'Comedy Limited' with SQL Server

  • HighPlainsDBA - Monday, August 27, 2018 12:07 PM

    The comma-separated value (CSV) file format ... When done properly, it is the best, probably the only, convention for representing tabular data in a text file. It works.

    Eh? What is inherently superior about the comma as a delimiter? 

    I completely agree that MS has been dropping the ball for years on this.

    The best delimiter in my experience is the one that isn't in any of the text you are trying to delimit.

    The biggest challenge is often figuring out if a column has a numeric or text value (i.e. zip codes and NDC codes)

    412-977-3526 call/text

  • robert.sterbal 56890 - Monday, August 27, 2018 12:16 PM

    HighPlainsDBA - Monday, August 27, 2018 12:07 PM

    The comma-separated value (CSV) file format ... When done properly, it is the best, probably the only, convention for representing tabular data in a text file. It works.

    Eh? What is inherently superior about the comma as a delimiter? 

    I completely agree that MS has been dropping the ball for years on this.

    The best delimiter in my experience is the one that isn't in any of the text you are trying to delimit.

    The biggest challenge is often figuring out if a column has a numeric or text value (i.e. zip codes and NDC codes)

    I remember using * in some X12 transactions years ago. Worked pretty well. Even better is to use more than one character but don't get carried away (like using a GUID or something crazy like that). If I can be reasonably sure that it's a unique sequence, I'm fine with kicking out exceptions on the import and dealing with them on a case-by-case basis ...however, if I can scan the table for the delimiter sequence I want to use as a BEFORE I convert it then I'm even better off and shouldn't have any exceptions. 

    I just want to make sure I'm reading Monsieur Factor article correctly.

  • robert.sterbal 56890 - Monday, August 27, 2018 12:16 PM

    The best delimiter in my experience is the one that isn't in any of the text you are trying to delimit.

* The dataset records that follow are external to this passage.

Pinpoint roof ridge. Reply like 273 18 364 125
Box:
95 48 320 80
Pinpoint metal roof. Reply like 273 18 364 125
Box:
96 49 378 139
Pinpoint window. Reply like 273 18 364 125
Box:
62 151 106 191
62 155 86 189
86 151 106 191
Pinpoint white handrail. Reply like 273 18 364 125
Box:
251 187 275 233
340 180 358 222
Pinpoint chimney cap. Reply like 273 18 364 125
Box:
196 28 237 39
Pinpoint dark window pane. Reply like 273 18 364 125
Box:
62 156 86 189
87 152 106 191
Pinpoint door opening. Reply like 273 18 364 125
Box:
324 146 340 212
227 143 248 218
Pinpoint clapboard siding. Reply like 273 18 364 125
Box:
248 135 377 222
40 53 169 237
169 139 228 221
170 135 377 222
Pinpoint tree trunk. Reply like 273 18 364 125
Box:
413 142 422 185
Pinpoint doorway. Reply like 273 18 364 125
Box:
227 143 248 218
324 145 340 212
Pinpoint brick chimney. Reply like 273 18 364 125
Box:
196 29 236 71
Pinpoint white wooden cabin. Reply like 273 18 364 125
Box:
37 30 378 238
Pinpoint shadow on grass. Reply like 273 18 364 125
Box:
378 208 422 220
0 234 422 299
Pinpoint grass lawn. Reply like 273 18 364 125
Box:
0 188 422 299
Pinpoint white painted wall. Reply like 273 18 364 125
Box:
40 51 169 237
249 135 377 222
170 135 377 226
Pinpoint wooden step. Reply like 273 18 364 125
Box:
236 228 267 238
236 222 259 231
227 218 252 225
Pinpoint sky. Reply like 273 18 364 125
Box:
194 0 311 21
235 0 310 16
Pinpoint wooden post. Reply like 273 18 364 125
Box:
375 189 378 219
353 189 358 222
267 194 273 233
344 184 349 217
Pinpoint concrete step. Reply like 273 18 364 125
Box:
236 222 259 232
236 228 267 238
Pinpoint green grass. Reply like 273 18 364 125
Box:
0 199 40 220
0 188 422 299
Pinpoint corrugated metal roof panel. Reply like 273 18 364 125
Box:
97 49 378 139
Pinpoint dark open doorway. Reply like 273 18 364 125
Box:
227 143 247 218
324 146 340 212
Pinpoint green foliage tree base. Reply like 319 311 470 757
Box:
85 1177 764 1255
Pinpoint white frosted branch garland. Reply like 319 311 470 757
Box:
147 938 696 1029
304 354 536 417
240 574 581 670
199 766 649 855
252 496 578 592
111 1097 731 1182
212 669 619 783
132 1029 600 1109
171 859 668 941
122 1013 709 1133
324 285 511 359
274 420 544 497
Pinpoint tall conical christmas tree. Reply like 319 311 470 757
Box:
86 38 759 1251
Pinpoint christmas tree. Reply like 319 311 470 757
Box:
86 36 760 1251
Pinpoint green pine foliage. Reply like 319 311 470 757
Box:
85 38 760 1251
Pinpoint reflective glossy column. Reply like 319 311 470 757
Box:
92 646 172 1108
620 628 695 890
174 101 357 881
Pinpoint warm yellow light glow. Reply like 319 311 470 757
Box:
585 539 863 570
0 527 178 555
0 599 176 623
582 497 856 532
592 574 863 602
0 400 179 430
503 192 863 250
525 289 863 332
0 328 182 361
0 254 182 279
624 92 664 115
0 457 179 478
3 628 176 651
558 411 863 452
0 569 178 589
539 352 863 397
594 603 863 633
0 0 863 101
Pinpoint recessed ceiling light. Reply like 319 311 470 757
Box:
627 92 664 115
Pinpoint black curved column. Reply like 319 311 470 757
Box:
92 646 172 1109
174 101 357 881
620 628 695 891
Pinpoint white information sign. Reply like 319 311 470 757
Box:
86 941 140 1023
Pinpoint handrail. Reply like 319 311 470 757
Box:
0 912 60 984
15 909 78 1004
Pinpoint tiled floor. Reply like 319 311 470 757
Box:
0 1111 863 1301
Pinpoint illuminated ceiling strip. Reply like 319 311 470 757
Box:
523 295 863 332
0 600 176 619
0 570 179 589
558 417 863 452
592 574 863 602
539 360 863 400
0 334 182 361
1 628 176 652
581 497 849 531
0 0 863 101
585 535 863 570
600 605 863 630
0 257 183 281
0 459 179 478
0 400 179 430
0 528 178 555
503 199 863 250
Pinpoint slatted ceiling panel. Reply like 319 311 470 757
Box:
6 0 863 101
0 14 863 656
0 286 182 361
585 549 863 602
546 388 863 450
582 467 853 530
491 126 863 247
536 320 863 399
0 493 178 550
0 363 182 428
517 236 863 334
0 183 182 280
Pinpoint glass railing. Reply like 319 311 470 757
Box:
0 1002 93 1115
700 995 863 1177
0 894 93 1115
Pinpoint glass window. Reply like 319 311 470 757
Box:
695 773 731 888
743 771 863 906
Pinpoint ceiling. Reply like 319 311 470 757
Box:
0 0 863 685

    That's why ASCII characters 28 thru 31 work so very well.

    http://www.asciitable.com/

    --Jeff Moden


    RBAR is pronounced "ree-bar" and is a "Modenism" for Row-By-Agonizing-Row.
    First step towards the paradigm shift of writing Set Based code:
    ________Stop thinking about what you want to do to a ROW... think, instead, of what you want to do to a COLUMN.

    Change is inevitable... Change for the better is not.


    Helpful Links:
    How to post code problems
    How to Post Performance Problems
    Create a Tally Function (fnTally)

  • You are absolutely correct. SSIS is a non starter.

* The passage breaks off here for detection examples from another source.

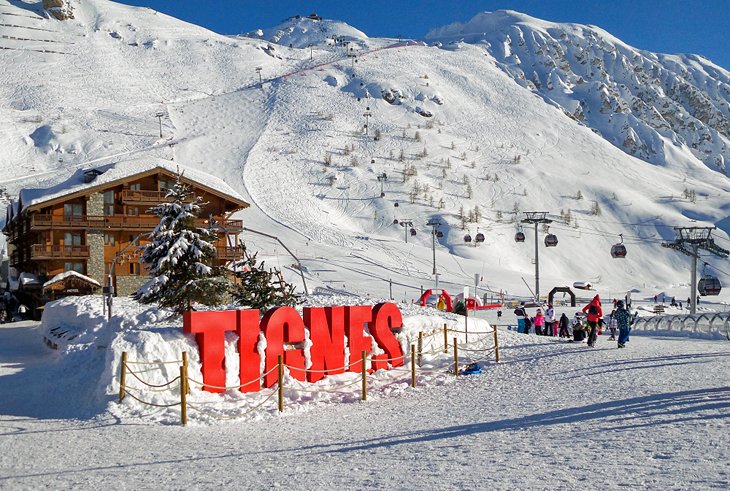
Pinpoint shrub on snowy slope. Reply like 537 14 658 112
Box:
134 176 228 314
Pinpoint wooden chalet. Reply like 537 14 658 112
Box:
2 159 249 314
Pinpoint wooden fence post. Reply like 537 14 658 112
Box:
181 351 190 394
360 350 368 401
454 336 459 377
444 324 449 353
119 351 127 403
494 326 499 363
180 366 188 426
278 355 284 413
411 345 416 388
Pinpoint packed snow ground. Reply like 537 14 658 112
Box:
0 308 730 489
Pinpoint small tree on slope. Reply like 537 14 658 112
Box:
134 176 229 314
231 244 298 310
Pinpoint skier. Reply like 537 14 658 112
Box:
608 310 623 341
615 302 633 348
559 312 570 338
524 314 532 334
534 309 546 336
582 295 603 348
571 312 585 343
545 303 558 337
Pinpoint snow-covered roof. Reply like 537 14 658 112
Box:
20 158 246 209
43 271 101 288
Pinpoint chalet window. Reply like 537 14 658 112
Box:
104 191 114 216
63 203 84 218
160 179 175 191
63 263 84 274
63 232 81 246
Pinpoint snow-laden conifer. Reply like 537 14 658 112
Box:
134 176 228 314
231 244 298 310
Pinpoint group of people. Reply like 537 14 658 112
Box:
515 295 633 348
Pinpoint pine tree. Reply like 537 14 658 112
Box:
231 244 299 310
134 175 229 314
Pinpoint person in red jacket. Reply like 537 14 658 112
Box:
583 295 603 348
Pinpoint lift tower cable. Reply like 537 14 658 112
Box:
522 211 553 303
662 227 730 314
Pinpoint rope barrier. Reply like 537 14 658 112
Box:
124 363 180 388
284 372 361 394
446 328 494 335
122 360 182 365
188 367 278 390
124 377 180 392
121 393 180 407
459 346 494 353
188 389 277 420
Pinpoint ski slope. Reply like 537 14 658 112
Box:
0 318 730 489
0 0 730 310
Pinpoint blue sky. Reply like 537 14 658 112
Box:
121 0 730 69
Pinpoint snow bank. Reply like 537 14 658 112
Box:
40 295 494 424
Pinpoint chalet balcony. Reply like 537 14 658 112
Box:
30 244 89 259
31 214 243 234
121 189 193 205
216 247 243 261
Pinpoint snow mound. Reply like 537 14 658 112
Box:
245 16 368 48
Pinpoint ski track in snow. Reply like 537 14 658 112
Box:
0 320 730 489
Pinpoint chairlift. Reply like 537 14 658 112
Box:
697 275 722 297
611 234 626 259
697 263 722 297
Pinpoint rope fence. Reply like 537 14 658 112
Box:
119 324 499 426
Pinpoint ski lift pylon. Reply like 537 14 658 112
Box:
697 263 722 297
611 234 626 259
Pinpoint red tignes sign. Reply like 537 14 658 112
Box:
183 303 403 392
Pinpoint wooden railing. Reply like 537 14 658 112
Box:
31 214 243 233
30 244 89 259
121 189 193 204
215 247 243 261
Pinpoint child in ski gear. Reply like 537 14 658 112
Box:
558 312 570 338
545 303 558 337
524 314 532 334
608 314 623 341
573 312 585 343
614 302 633 348
534 309 545 336
582 295 603 348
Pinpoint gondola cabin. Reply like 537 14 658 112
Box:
697 276 722 297
545 234 558 247
611 244 626 259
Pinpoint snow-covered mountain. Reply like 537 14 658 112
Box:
0 0 730 300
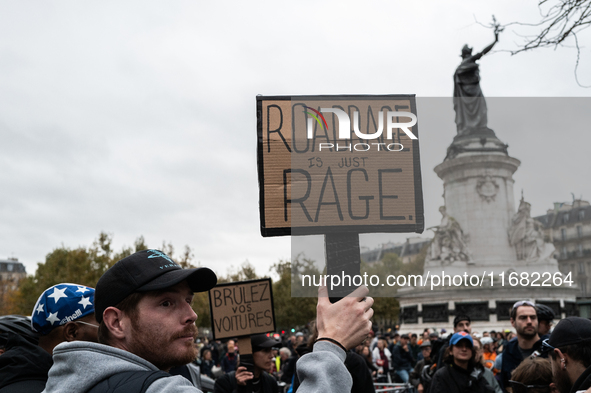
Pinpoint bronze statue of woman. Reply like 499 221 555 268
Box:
454 25 501 135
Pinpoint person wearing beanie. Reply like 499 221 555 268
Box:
0 283 98 393
429 331 494 393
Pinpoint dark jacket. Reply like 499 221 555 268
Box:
392 344 414 370
570 367 591 393
409 359 433 392
498 338 548 392
220 352 238 373
345 351 376 393
199 359 215 379
0 333 53 393
429 363 494 393
213 371 279 393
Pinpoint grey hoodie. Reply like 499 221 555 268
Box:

    From SSMS, I should be able to import and export CSV and excel, simply and directly.

    The export is brainless for MS to do. And we need it both in SSMS and in tsql (so our powershell scripts can do it too).

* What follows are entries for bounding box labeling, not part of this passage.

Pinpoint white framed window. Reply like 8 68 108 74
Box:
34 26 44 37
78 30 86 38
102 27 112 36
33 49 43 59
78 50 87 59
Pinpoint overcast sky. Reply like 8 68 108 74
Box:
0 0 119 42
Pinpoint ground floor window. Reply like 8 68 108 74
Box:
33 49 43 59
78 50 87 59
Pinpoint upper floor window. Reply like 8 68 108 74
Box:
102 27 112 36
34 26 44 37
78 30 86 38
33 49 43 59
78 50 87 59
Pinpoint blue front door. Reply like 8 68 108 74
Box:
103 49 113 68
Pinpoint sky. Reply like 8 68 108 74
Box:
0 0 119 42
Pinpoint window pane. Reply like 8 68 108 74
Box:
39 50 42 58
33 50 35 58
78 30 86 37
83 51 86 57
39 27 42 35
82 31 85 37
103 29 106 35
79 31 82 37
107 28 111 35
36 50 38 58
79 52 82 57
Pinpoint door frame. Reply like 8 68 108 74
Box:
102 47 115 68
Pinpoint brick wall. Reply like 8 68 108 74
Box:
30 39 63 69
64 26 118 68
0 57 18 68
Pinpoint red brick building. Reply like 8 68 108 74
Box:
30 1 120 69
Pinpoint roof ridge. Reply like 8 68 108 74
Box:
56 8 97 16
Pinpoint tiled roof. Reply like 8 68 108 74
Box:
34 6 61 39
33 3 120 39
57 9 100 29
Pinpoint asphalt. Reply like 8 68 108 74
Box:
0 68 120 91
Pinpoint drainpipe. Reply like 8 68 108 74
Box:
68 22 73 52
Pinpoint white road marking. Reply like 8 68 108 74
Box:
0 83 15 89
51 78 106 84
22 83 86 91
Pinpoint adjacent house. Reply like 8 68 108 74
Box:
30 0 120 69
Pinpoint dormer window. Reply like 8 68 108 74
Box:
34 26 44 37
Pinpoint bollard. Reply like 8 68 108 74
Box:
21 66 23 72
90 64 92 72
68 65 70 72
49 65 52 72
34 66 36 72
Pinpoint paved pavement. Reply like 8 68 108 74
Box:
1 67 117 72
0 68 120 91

    Import... if that stays in SSIS I understand (though I don't like it).

  • rafael.zimberoff - Monday, August 27, 2018 2:52 PM

    You are absolutely correct. SSIS is a non starter.

    From SSMS, I should be able to import and export CSV and excel, simply and directly.

    The export is brainless for MS to do. And we need it both in SSMS and in tsql (so our powershell scripts can do it too).

    Import... if that stays in SSIS I understand (though I don't like it).

    Funny, SSIS is my tool of choice for importing and exporting CSV or any other arbitrarily formatted text data. I've implemented many import and export projects using SSIS that were highly performing and robust.

  • jyoung 18482 - Monday, August 27, 2018 3:25 PM

    rafael.zimberoff - Monday, August 27, 2018 2:52 PM

    You are absolutely correct. SSIS is a non starter.

    From SSMS, I should be able to import and export CSV and excel, simply and directly.

    The export is brainless for MS to do. And we need it both in SSMS and in tsql (so our powershell scripts can do it too).

    Import... if that stays in SSIS I understand (though I don't like it).

    Funny, SSIS is my tool of choice for importing and exporting CSV or any other arbitrarily formatted text data. I've implemented many import and export projects using SSIS that were highly performing and robust.

    It DOES work, for sure.  I can't speak for Rafael (or anyone else, for that matter) but the reasons why it's a non-starter for me is that 1) I shouldn't have to use a separate application that's written in a different language to do such things, 2) I find it more difficult to deploy packages than procedures from Dev to Test to UAT to Prod, 3) there's a lot that it can't do and so people end up writing stored procedures for anyway, 4) it typically doesn't automap and needs manual intervention.  That kills me because we frequently end up importing from files that have dozens to hundreds of columns (yeah... I know... but not something in my control) and 5) because there is a lot it can't do, it promotes the "Tower of Babel" for code.  The example I gave previously (get 1 file ready for import) used a combination of Perl, VB, Active X, and some other crazy thing (I don't recall the name of it) because multiple people worked on it over time and they didn't know how to do it in T-SQL nor did they want to touch the existing code written in a language they didn't actually know.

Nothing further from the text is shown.